Speaking (unofficially, of course) from the perspective of a
LiveJournal Abuse Prevention Team member, the core problem with
community imports is that the community maintainer who orders the
import is not requesting their own content to be republished - it's
content that belongs to other people, the users who individually
posted the entries in the community.  The LiveJournal TOS is crystal
clear on the matter: section XIV, subsections 1 and 3 unequivocally
state that the content posted to LiveJournal, via any method, remains
the property of its author, and the author retains ALL rights thereto,
including copyright.

This includes community entries.  Community maintainers do NOT have
*any* rights to the content posted in the community other than entries
they write themselves, beyond the ability to delete (or reject, for
moderated comms) the content they don't want to have as a part of the
comm, and the ability to delete/screen/freeze comments anywhere in the
comm.  They do not have the right to republish community entries
written by others on another journaling service.

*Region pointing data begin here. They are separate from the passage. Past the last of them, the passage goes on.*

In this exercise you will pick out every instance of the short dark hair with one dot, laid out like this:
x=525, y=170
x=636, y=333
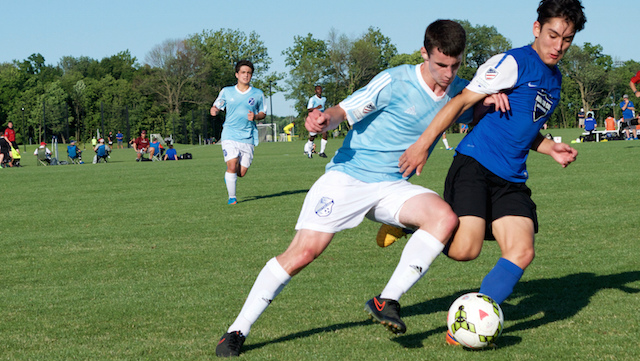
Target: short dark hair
x=447, y=36
x=570, y=10
x=244, y=63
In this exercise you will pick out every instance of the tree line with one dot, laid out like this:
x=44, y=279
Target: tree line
x=172, y=90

Yes, the TOS also states that the content posted to LJ may be hosted
in a variety of places, on third party servers, via RSS, etc., but the
author still retains control over the content because they can delete
it if they don't agree with how it's being used.  Or, should they lose
posting access to the community or end up deleting/purging their
journal, they can ask the APT or LiveJournal staff, depending on the
situation, to delete it for them, and we will do so, because it is
*their* content.

The loss of control over the content that has been posted is an
overriding issue, and is honestly much more important than the
maintainer's convenience in moving their community to DW.  It's not
just a "domain change", it's republishing it to a place where you as
the original author no longer have control over it - you can't edit
it, you can't delete it, you don't have any control over comments
posted to it, etc.

If DW were to allow community imports without any further
technological improvements, the maintainer who performs the import is
quite possibly in violation of copyright law by doing so, because they
are causing the original author's content to be reposted in a venue
which they did not originally authorize.  (And yes, posting online
meets the definition of publishing under copyright law.)  If LJ ever
wrote a journal importer (or implemented the one from the DW code), I
can tell you right now that they would never allow community imports
(at least, not if the APT has any say in the matter), for exactly this
reason - it's a copyright nightmare.  According to LiveJournal's
interpretation of the DMCA, the APT would have to suspend any
community entry so imported if and when the author of the entry files
a copyright infringement notice.

Comments are a gray-enough area as it is, but I think DW management
and the development team have done a great job of trying to give the
comment authors control over their comments.  Unfortunately, the same
solution (OpenID attribution) just won't work for community entries
without a great deal of code work.

--ryan (LJ teshiron)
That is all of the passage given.